At the T&T Energy Conference which took place in January 2017, Geraldine Slattery, the asset president at BHP, said that BHP was encouraged by the gas find in LeClerc, and “pleased to have oil shows in the deep of that well.” The company further stated that it was very optimistic of a tier-one play, and will return to drilling that area in FY 2018.
Troc & Sercan
The Trinidad Onshore Compression (TROC) project is being implemented by BPTT in association with domestic company Atlantic and the National Gas Company (NGC), a state-owned enterprise. The project involves the installation of a compressor at the Atlantic liquefied natural gas (LNG) facility at Port Fortin, which will be used to reduce the pressure running though NGC and BPTT pipelines, in turn increasing gas availability from BPTT’s low-pressure wells in the Columbus basin.
It is estimated that TROC can deliver an additional 200m scfd of gas into Atlantic, starting from early 2017. The total investment cost of TROC has not been revealed, but BPTT regional president Norman Christie has described it as “significant”.
The Sercan field in the East Manzanilla block is jointly owned by BPTT and EOG Resources. EOG, a US-based company, is the operator. The development programme involves drilling five wells and the field is expected to begin production in mid-to-late 2017. Output is expected at 250m-275m scfd.
Dragon Field Discussion
One way T&T could move to reduce or eliminate its gas supply deficit would be to develop fields in collaboration with Venezuela, its immediate neighbour. Officials have been investigating this possibility in discussions with the Venezuelan government. To this end, Prime Minister Keith Rowley visited Caracas for talks in December 2016. Reports said that two main options were being investigated, involving the Dragon field in Venezuelan waters and the Loran-Manatee field, which straddles the maritime border between the two countries. The Dragon field would be the quickest to bring on-line. Under the agreement struck during Rowley’s December visit, the field would be developed through a partnership between the Venezuelan state oil company PDVSA, T&T’s NGC and Shell, which has operations in both countries. Dragon is part of the multi-field Mariscal Sucre complex, which is believed to hold 14.7trn scf of gas.

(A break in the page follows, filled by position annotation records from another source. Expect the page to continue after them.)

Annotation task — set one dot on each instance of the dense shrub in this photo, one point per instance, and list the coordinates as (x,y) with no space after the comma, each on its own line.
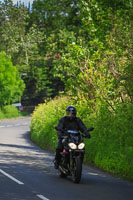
(9,112)
(110,146)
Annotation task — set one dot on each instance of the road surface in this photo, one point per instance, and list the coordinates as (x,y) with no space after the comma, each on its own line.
(27,172)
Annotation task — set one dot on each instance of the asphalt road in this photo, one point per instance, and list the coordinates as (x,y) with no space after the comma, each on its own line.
(27,172)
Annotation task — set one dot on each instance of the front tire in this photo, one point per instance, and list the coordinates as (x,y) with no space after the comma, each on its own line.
(77,170)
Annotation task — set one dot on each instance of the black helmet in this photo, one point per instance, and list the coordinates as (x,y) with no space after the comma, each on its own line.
(71,109)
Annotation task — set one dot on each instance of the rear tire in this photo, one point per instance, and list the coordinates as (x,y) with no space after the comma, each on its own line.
(77,170)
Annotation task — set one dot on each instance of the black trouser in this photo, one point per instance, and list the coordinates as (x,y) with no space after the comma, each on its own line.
(58,150)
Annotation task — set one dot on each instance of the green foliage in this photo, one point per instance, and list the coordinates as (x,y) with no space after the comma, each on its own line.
(11,86)
(9,112)
(110,146)
(44,119)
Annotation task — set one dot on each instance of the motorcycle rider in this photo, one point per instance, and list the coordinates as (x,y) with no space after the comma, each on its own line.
(68,122)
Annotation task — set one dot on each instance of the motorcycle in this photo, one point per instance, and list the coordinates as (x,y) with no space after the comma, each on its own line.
(72,155)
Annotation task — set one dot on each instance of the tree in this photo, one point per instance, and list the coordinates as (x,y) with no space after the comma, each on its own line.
(11,86)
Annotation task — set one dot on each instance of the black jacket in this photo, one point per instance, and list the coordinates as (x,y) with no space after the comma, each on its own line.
(67,123)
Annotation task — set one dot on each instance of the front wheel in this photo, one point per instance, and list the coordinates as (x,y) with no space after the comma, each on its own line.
(77,170)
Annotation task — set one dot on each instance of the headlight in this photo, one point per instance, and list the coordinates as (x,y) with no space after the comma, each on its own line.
(81,146)
(72,146)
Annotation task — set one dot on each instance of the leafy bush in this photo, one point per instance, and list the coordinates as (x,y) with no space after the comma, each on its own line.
(110,146)
(44,119)
(9,112)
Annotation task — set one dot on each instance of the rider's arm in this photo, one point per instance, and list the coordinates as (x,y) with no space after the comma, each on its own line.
(59,128)
(82,127)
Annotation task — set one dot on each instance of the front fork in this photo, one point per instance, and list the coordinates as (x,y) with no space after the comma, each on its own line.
(73,155)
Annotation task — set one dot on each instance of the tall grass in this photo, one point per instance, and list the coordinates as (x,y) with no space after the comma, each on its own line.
(10,111)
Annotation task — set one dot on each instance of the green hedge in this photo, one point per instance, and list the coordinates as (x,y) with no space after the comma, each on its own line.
(109,148)
(10,111)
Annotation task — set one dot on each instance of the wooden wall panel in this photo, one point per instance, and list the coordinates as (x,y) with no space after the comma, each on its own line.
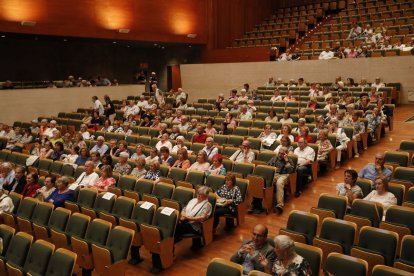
(148,20)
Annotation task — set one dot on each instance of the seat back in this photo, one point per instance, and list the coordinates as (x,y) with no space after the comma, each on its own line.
(123,207)
(397,158)
(16,198)
(104,205)
(62,262)
(401,216)
(312,254)
(143,215)
(219,266)
(369,238)
(335,203)
(244,169)
(87,197)
(77,225)
(215,181)
(367,209)
(119,241)
(98,231)
(339,231)
(18,248)
(26,208)
(59,219)
(42,213)
(38,257)
(183,195)
(6,234)
(144,186)
(126,182)
(165,223)
(339,264)
(195,178)
(162,190)
(304,223)
(267,172)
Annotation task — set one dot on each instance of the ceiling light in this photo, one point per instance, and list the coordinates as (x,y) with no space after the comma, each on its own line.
(28,23)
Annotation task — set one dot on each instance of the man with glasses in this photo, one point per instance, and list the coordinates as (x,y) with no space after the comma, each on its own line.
(250,251)
(244,154)
(210,149)
(372,171)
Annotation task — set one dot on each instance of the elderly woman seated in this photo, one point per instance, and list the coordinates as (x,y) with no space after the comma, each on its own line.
(197,210)
(288,262)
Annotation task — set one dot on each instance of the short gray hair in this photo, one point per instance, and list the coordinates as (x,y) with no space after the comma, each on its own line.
(284,242)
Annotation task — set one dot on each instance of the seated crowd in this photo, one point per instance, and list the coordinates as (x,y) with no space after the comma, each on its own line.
(106,158)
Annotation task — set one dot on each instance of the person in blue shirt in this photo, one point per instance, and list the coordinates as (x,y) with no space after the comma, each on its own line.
(61,194)
(372,171)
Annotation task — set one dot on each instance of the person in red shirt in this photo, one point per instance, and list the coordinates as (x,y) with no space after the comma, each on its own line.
(304,133)
(31,186)
(200,136)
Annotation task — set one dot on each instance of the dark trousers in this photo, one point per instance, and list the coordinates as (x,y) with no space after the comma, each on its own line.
(222,211)
(301,180)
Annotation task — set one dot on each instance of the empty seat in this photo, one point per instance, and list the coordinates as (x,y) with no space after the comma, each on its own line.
(343,265)
(301,226)
(369,248)
(218,266)
(336,236)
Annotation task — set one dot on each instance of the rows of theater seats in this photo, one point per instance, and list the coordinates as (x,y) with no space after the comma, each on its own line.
(286,25)
(396,16)
(21,256)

The plan would be to pump gas from Dragon via pipelines to Atlantic, T&T’s liquefaction complex, which has the capacity to produce 14.8m tonnes per year of LNG, and with which Shell is a major partner. The Venezuelan gas could also be used to supply T&T’s downstream ammonia and methanol plants. As mentioned, these plants, along with Atlantic, have been operating below capacity because of gas supply impairments, with shortfalls sometimes as high as 30% of contractually established levels.

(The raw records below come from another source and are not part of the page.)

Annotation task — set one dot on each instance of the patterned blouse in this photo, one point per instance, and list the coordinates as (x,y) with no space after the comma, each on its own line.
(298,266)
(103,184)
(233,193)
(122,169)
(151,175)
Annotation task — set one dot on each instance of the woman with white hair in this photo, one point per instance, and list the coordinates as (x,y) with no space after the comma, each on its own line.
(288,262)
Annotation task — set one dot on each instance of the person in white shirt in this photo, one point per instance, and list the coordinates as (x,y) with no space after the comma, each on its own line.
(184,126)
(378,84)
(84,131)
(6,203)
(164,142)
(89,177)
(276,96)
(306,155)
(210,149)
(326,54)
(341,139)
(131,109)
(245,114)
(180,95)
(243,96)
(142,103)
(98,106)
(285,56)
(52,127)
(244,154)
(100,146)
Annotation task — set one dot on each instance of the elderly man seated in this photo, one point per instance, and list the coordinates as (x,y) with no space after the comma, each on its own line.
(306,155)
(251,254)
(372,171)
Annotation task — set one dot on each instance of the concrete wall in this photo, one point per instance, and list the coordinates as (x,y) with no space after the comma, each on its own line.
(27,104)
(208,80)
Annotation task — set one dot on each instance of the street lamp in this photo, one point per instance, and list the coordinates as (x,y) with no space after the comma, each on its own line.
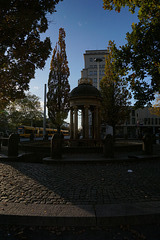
(44,117)
(98,60)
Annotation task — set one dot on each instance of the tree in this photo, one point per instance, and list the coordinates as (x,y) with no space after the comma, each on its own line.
(26,111)
(141,54)
(155,109)
(114,91)
(21,49)
(58,85)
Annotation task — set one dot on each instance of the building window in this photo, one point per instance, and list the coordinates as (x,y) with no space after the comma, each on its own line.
(133,121)
(156,121)
(133,113)
(95,80)
(152,121)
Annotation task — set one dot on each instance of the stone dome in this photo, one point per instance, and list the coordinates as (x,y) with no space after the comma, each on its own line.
(84,90)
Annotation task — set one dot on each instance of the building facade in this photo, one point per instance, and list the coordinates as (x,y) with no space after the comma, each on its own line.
(140,120)
(94,65)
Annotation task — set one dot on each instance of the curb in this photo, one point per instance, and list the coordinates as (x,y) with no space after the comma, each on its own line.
(80,215)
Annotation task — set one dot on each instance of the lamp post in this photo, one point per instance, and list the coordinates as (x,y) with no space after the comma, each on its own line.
(44,117)
(98,60)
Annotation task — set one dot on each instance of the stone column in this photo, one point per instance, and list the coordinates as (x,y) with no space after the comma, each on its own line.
(75,122)
(86,122)
(71,123)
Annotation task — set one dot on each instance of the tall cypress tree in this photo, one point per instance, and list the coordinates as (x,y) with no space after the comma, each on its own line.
(58,85)
(114,91)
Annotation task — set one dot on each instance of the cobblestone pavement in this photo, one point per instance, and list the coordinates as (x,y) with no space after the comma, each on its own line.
(80,183)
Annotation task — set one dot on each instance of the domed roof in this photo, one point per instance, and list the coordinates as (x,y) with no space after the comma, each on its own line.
(84,90)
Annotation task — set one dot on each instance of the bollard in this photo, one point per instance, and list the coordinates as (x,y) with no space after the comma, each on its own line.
(108,147)
(56,146)
(13,142)
(148,144)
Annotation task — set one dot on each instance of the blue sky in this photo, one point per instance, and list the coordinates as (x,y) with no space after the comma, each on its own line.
(88,27)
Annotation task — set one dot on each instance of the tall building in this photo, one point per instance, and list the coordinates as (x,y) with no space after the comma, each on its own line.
(94,65)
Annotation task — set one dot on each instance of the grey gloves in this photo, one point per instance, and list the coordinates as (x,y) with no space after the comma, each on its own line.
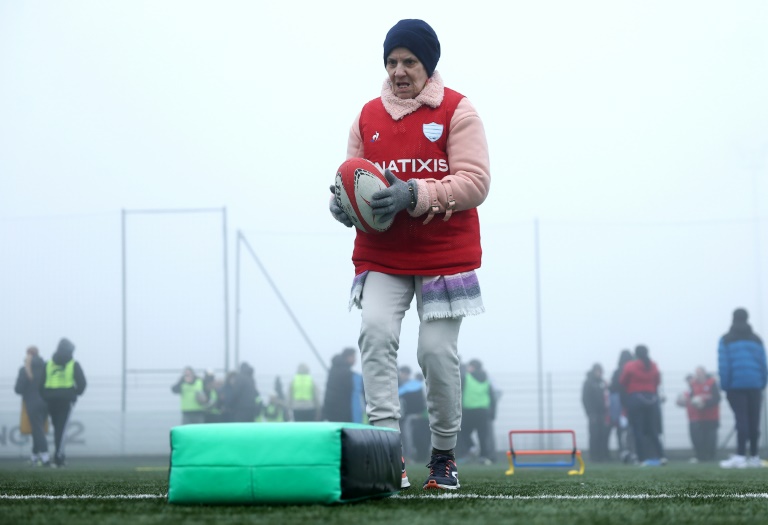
(388,202)
(337,212)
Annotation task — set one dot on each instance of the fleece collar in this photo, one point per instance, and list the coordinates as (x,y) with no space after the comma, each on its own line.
(431,95)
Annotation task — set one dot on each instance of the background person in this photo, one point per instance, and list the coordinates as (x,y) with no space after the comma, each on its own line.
(478,407)
(64,383)
(594,398)
(641,379)
(413,410)
(432,144)
(618,411)
(303,396)
(243,403)
(193,398)
(340,388)
(29,385)
(702,404)
(742,366)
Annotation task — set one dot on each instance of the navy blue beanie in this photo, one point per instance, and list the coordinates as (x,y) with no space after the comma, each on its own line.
(419,38)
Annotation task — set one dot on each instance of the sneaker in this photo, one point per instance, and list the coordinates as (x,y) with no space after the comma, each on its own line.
(735,461)
(404,483)
(443,473)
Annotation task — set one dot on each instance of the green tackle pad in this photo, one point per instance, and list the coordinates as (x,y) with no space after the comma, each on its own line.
(282,463)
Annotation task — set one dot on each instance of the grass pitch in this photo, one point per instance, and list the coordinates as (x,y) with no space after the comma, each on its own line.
(132,491)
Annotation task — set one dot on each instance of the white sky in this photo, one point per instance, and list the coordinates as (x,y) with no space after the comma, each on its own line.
(635,132)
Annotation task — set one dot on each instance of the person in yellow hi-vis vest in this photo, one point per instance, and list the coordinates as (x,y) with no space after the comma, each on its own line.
(193,398)
(303,397)
(64,382)
(478,411)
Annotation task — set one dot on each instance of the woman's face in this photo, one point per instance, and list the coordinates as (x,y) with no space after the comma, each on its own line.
(406,73)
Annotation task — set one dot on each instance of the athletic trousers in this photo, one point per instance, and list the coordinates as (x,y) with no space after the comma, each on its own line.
(385,299)
(59,409)
(745,404)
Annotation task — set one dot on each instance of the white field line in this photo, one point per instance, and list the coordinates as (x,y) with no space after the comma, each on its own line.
(462,495)
(447,495)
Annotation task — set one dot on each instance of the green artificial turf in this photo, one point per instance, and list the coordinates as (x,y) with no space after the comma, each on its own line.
(100,491)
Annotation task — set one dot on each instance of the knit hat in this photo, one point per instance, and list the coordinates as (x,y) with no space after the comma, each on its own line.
(419,38)
(740,315)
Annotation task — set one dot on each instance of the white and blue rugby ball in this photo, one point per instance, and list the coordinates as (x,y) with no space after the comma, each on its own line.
(357,179)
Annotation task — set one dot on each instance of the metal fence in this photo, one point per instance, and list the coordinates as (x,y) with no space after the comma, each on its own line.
(100,427)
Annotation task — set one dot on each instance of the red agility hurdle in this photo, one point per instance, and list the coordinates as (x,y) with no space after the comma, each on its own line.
(514,454)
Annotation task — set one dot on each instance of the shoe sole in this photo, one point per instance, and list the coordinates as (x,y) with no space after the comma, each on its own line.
(432,485)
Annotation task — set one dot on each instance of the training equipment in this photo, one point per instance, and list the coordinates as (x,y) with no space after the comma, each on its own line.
(282,463)
(513,454)
(357,179)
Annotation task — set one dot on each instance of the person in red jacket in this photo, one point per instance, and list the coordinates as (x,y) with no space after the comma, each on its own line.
(702,402)
(641,380)
(430,143)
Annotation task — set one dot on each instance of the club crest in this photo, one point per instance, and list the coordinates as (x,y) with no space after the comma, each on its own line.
(433,131)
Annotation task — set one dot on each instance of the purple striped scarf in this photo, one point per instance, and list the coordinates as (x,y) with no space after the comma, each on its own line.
(443,296)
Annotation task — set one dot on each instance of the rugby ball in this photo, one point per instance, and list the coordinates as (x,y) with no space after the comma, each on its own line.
(357,179)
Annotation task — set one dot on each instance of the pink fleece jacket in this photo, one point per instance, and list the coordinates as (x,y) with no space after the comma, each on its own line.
(467,150)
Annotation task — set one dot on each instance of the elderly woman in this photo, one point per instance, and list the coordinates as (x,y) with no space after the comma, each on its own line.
(431,144)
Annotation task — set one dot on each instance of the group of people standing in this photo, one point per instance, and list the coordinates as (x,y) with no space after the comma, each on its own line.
(49,389)
(630,404)
(236,398)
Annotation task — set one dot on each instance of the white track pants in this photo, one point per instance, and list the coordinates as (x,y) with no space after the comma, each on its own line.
(385,299)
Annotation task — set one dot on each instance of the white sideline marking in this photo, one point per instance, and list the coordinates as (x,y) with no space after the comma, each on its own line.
(82,496)
(754,495)
(757,495)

One of the major advantages of the Dragon project is that it would not require major capital expenditure on the T&T side. A 17-km flow line would also need to be established between the Dragon field and the Hibiscus platform operated by Shell off Trinidad’s north-west coast.
In March 2017 the signing of a new gas export agreement between T&T and Venezuela outlined the “construction, operation and maintenance of a gas pipeline from the Dragon field in Venezuela to the Hibiscus field in Trinidad and Tobago; a connection with the Hibiscus-Lisas gas pipeline; the supply of natural gas extracted from the Venezuelan field to Trinidad and Tobago’s domestic market; and the NGC plant for commercialisation in international markets,” according to a PDVSA press release.

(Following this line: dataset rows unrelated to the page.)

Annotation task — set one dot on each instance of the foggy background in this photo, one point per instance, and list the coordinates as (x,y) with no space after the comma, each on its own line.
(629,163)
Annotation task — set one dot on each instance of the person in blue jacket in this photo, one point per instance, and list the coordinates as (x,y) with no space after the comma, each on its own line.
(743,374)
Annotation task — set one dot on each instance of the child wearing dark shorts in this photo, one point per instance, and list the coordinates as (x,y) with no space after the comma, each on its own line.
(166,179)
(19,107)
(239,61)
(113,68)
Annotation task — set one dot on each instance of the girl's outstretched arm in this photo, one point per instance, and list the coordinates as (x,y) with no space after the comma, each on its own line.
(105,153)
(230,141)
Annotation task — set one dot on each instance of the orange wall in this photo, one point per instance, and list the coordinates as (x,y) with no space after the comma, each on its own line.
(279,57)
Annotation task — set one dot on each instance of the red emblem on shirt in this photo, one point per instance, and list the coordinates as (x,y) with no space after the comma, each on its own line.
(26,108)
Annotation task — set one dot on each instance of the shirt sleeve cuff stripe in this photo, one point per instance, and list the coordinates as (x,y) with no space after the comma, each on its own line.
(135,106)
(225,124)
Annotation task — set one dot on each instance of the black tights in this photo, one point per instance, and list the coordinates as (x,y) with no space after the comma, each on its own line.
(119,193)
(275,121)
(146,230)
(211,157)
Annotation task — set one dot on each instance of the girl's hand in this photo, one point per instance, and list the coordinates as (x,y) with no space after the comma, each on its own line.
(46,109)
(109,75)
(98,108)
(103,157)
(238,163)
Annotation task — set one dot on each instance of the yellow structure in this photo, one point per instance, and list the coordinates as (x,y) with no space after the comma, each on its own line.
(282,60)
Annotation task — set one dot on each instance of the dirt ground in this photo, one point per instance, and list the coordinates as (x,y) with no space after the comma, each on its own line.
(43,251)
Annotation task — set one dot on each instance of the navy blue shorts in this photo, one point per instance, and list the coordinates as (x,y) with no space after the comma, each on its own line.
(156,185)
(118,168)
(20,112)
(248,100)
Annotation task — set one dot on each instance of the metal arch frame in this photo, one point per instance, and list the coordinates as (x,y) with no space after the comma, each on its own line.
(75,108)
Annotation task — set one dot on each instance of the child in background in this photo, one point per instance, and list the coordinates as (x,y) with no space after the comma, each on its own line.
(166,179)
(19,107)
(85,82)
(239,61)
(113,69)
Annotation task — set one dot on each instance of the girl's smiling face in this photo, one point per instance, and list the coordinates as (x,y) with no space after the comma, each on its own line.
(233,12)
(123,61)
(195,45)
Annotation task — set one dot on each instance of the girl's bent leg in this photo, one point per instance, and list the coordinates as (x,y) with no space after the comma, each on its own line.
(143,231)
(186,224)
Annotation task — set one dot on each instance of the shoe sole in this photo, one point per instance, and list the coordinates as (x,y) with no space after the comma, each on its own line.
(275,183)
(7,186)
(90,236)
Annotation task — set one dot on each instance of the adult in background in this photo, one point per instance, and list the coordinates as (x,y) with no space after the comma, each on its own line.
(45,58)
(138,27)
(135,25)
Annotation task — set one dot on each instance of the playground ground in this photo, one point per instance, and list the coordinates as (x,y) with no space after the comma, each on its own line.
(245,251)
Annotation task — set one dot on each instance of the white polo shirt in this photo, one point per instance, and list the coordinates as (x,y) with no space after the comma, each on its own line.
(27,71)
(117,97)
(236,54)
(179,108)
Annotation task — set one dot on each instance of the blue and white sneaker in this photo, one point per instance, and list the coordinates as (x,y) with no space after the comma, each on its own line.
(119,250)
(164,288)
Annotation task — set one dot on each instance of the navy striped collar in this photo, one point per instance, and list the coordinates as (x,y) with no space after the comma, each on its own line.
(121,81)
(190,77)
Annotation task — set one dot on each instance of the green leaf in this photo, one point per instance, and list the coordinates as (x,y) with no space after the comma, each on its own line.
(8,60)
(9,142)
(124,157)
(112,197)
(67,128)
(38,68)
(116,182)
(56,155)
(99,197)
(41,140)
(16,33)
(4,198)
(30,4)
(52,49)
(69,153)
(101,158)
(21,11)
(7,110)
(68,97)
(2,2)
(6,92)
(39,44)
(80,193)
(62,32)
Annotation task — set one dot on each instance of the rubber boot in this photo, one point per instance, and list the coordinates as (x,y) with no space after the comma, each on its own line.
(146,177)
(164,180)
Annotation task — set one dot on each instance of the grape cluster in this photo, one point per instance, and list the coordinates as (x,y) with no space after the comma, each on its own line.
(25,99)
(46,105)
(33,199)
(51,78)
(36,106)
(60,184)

NGC’s chairman, Gerry Brooks, signed on behalf of T&T, while PDVSA’s president, Eulogio Del Pino, accepted on behalf of Venezuela, and vice-president and county chairman, Luis Prado, represented the commercial interests of Shell in the agreement.
From Hibiscus, the gas could be run through an existing pipeline to the Atlantic facility at Port Fortin. It is estimated that Dragon will produce an initial 300m scfd, later increasing to 500m scfd. A potential disadvantage is that as the gas originates in Venezuela, it will not generate wellhead tax revenue and royalties for the T&T Treasury. Yet it will make a valuable contribution to reducing the gas production shortfalls, and improving the taxable revenues of LNG and petrochemicals operators. There was also some concern over the financial and political crisis in Venezuela, and the possibility that it might mean that the Caracas government would not be able to honour commitments made to T&T. Some industry leaders countered and believe that any Venezuelan government would surely want to protect an arrangement giving it a valuable source of much-needed foreign currency. Earlier, in December 2016, Rowley said he hoped that gas from the Dragon field would start flowing before 2020.
The other area of potential cooperation is the Loran-Manatee field, which holds an estimated 10.25trn scf of gas, of which approximately 74% is on the Venezuelan side and 26% is on the T&T side. Estimates have suggested that the combined field could eventually produce as much as 750m scfd, of which some 200m scfd would represent the share for T&T.
However, discussions have progressed slowly. In 2013 the two governments committed to joint development of the field. In 2015 the Venezuelan side agreed to the gas being extracted and commercialised through T&T. A commercial agreement – and investment decision – is now needed by the licence-holding companies: Shell and Chevron on the T&T side, and Chevron and PDVSA on the Venezuelan side. It is widely expected that if there is a positive decision to develop the field, it could take four to five years before gas starts flowing, meaning it would not come on stream until after 2020.
The Angelin field is possibly the country’s most important medium-term gas prospect, with the exploration rights held by BPTT.
Whether, and on what terms, this field will be developed has become central to the ongoing debate between the government and privately owned oil majors. In September 2016 BPTT president Norman Christie argued in a Statistical Review forum that his company needed better incentives to persuade it to invest in developing Angelin.
He also linked Angelin development to greater clarity on the government’s proposed Gas Master Plan. The plan, Christie said, needed to result in clear policy on gas allocation and prices, and incentivise upstream investments in a competitive environment.
“The next phase of planned major developments, starting with Angelin, are still not sanctioned and will not be sanctioned unless policy decisions properly recognise the context in which we are operating,” Christie said during his address at the forum.
He added that it would not be sensible for his company to commit investments in the Angelin field “without knowing where the gas is going to go and under what pricing mechanism”. In June 2017 it was announced that the contract for the engineering, procurement, construction, installation and commissioning of the Angelin platform was awarded to US-based McDermott International.
Nonetheless, following a March 2017 meeting between Rowley and senior BP executives – including upstream chief executive Bernard Looney, executive vice-president and COO, strategy and regions, upstream, Andy Hopwood, and BPTT regional president Norman Christie – it was announced that BP would invest $5bn over the next five years, and that an agreement between BP and NGC for Angelin’s development was imminent for the first tranche of this investment.
Brooks said that he was “pleased to announce that the NGC team has substantially completed negotiations on a new supply agreement which would support the sanction of the Angelin project.”